Technology

China trials experimental system for simultaneous nuclear strikes

China trials experimental system for simultaneous nuclear strikes

A new Chinese study in the peer-reviewed journal Explosion and Shock Waves describes a groundbreaking laboratory simulation of multiple nuclear warheads striking the same target in quick succession.
Conducted by military researchers, the experiment examined how consecutive detonations could combine to create far greater destructive force than a single blast. By testing advanced methods to coordinate simultaneous strikes, the team demonstrated a significant step toward understanding – and potentially enabling – a rapid, multi-warhead nuclear assault.
Their findings suggest that China’s defense scientists are exploring ways to magnify the shock waves and devastation of future weapons beyond conventional single-strike scenarios.
Potential power of rapid multi-point nuclear explosions
The research, led by Xu Xiaohui, an associate professor at the People’s Liberation Army’s Army Engineering University in Nanjing, describes how three warheads striking the same target in rapid sequence could dramatically increase destructive power.
Until now, most nuclear earth-penetration studies have examined only single warhead impacts, based on the long-held belief that one powerful bunker-buster would be enough to collapse or destroy hardened underground facilities, the South China Morning Post reported.
However, defense technology is advancing quickly, and Xu Xiaohui’s team note that nuclear weapons are changing too.
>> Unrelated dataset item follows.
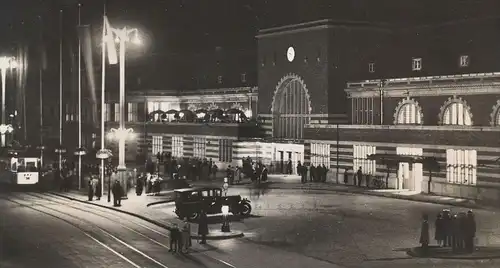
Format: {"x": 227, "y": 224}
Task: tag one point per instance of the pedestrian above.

Their study points to new low-yield, precision-guided warheads, reportedly already in US and Russian arsenals, that can carry several re-entry vehicles.
These can be set to hit the same spot in a tight “cluster” or “focused” pattern, producing far more damage than single blasts. Until recently, though, such coordinated multi-point nuclear strikes were only an idea, not something tested in real experiments.
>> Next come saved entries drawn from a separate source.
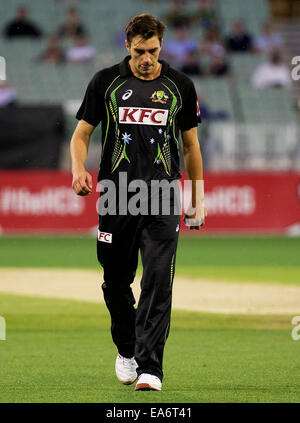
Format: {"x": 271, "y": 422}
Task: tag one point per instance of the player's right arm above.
{"x": 82, "y": 181}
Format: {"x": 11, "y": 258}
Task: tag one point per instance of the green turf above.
{"x": 254, "y": 259}
{"x": 61, "y": 351}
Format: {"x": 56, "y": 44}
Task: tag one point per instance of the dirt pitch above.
{"x": 188, "y": 294}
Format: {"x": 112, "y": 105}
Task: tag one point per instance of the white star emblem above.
{"x": 126, "y": 137}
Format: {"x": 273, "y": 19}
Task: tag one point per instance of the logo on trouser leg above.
{"x": 104, "y": 237}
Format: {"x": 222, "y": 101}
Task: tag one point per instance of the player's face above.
{"x": 144, "y": 55}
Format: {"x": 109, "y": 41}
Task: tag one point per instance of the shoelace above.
{"x": 128, "y": 362}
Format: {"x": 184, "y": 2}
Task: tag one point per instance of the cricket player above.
{"x": 143, "y": 105}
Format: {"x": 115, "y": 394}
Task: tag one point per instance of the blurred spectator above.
{"x": 272, "y": 74}
{"x": 239, "y": 40}
{"x": 191, "y": 65}
{"x": 21, "y": 26}
{"x": 176, "y": 50}
{"x": 81, "y": 51}
{"x": 8, "y": 95}
{"x": 212, "y": 44}
{"x": 72, "y": 25}
{"x": 54, "y": 53}
{"x": 218, "y": 67}
{"x": 177, "y": 17}
{"x": 208, "y": 144}
{"x": 205, "y": 15}
{"x": 267, "y": 40}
Cost-saving way to simulate underground nuclear shock waves
Furthermore, Xu Xiaohui and his team explain that no country had a practical way to test the combined cratering and shock from several underground nuclear blasts happening almost at once. Their solution is a new vacuum chamber system that can safely copy the effects of huge explosions at a much smaller scale and lower cost.
Using a method called similitude theory, the researchers shrink the power of massive nuclear blasts into small, carefully controlled lab experiments. At the heart of the system is a small explosive setup that uses a two-stage high-pressure gas gun to shoot tiny projectiles into pressurised glass spheres filled with simulated blast gas. This creates a quick, controlled release of energy similar to a nuclear detonation.
The surface damage zone expanded from 71,000 to over 860,000 square feet – about three-fifths the size of the Pentagon. Even with a 5-kiloton blast at 65 feet depth, a triple strike quadrupled the damage area, showing that multi-point attacks significantly increase destruction.
Xu’s team concluded that, by comparing simulations with prototype tests, deeply buried multi‑point explosive sources show markedly higher cratering efficiency than single‑point blasts – supporting coordinated multi‑warhead earth‑penetration strategies. In turn, the results could directly inform efforts to defeat hardened underground facilities and other national‑security priorities.